Plasma-based accelerators offer high accelerating gradients and scalability through staging or long plasma sources, which makes them good candidates for future accelerator and collider concepts. Proton-driven accelerators in particular have the potential to bring particles to high energy in a single stage. In the quasilinear regime - where the plasma wake is only partially evacuated - a witness bunch of electrons drives a cavitated wake, which acts to preserve the emittance of the portion of the witness inside this self-blowout. In the case of a misalignment between the driver and witness, this behaviour can persist, but its effectiveness is reduced. In this paper, we study transverse witness dynamics in this regime, and develop analytical models to describe the witness motion, and develop a metric to estimate emittance preservation based on a single parameter which estimates the density of the witness after phase mixing. Particle in cell simulations using the AWAKE Run 2c baseline parameters show excellent agreement with the predictive models developed. This work allows alignment constraints to be set both for the AWAKE experiment and other wakefield acceleration schemes operating in the quasilinear regime.

Figures (5)

• Figure 1: Schematic view of the simulation setup. For an aligned driver-witness setup we have (a) the plasma (grey), with driver (purple) and witness (red) moving left-to-right in series. (b) The longitudinal fields, showing the beamloading due to the witness, and (c) the transverse force seen by a relativistic particle. We see that the witness blowout creates a region of focusing fields within the larger wake. Fields are normalised to the wavebreaking field $E_0 = m_ee\omega_p/e$. Here $\xi$ is the longitudinal coordinate relative to the driver centroid.
• Figure 2: Snapshots of the 400pC, 2µm emittance bunch for (a) no offset and (c) 20µm offset after 10m, and comparative slice emittances for all charge cases 100 -- 400pC, again for (b) no offset and (d) a 20µm offset. The initial charge density profile of all beams is illustrated by the blue dotted line in (d).

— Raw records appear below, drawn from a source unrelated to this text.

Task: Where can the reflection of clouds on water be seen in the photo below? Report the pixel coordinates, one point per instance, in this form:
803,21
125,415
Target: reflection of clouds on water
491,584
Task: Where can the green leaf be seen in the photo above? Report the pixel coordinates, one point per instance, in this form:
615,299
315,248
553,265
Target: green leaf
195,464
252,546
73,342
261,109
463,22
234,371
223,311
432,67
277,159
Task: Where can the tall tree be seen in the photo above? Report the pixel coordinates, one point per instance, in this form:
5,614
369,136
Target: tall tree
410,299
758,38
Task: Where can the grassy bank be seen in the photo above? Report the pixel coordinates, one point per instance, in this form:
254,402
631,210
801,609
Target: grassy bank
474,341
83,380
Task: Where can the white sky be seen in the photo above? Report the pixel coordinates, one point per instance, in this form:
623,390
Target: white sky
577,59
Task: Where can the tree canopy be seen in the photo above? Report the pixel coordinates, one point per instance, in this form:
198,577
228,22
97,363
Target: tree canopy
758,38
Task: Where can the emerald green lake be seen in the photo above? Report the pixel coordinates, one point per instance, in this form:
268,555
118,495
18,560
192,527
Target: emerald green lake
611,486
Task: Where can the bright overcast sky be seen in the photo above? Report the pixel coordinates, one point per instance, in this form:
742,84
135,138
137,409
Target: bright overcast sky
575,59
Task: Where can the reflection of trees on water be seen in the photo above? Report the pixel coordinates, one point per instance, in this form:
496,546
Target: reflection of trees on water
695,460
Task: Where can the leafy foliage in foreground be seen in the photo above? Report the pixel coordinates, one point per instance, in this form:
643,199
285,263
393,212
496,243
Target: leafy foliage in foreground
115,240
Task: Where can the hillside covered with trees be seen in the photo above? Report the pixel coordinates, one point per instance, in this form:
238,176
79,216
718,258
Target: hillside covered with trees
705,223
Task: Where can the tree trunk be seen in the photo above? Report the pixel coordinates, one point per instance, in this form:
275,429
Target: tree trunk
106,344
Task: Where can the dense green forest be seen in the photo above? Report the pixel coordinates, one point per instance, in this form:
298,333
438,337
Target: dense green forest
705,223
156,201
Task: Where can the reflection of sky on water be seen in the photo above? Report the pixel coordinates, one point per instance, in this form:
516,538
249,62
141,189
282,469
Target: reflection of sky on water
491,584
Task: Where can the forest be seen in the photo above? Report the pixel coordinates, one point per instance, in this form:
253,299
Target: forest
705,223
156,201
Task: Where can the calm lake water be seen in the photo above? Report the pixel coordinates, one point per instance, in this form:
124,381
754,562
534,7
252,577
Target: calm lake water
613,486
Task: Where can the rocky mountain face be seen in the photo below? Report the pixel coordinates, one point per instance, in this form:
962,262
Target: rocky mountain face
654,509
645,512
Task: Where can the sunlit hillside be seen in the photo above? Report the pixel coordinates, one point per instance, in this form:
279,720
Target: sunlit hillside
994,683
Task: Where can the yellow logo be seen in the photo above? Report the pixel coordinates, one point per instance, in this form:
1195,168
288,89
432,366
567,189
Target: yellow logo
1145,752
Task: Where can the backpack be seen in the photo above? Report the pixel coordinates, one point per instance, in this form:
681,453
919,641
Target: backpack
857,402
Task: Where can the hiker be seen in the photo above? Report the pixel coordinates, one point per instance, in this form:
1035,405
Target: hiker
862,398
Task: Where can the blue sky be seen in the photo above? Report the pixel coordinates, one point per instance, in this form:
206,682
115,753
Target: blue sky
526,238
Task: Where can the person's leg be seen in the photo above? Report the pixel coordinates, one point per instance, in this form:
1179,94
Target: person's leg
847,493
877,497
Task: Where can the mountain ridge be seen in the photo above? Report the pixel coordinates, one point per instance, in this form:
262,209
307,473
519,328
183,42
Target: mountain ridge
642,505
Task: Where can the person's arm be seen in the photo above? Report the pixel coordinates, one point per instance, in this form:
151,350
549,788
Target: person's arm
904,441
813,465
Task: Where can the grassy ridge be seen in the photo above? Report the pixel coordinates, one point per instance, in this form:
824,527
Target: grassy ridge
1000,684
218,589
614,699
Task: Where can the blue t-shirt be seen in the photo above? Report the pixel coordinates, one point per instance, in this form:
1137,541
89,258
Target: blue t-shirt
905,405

Here $\xi$ is the longitudinal coordinate relative to the witness centroid.
• Figure 3: (a) Waterfall plot of the bunch transverse centroid position over its length $\xi$ and the propagation coordinate $z$ and, (b) short-time Fourier transform, showing the propagation distance-resolved oscillation frequency at the point $\xi = -0.5k_p$ in the witness, indicated by the dotted line in (a). The dotted white line shows the blowout betatron frequency $\omega_p/\sqrt{2\gamma}$, and the solid white line shows the numerically calculated quasilinear betatron frequency.
• Figure 4: Projected emittance after 10 metres. The geometric average of the $x$ and $y$-plane emittance is taken as the representative quantity while varying the initial emittance $\varepsilon_n$ and the offset $\Delta x$. Subplots (a) - (d) show increasing charge from 100 - 400 pC. The isobars for a 30µm projected emittance are shown as white dotted lines.
• Figure 5: Fraction of the bunch charge for which emittance is preserved (final emittance $<1.1$ times initial emittance). The effective peak density of the bunch is taken as $n_{b,\mathrm{eff.}} = Q/[e(2\pi)^{3/2}\sigma_z\sigma_y\sqrt{\sigma_x^2+\Delta x^2}]$. The point colour reflects the bunch parameters; charge (redness), offset (blueness) and initial emittance (alpha).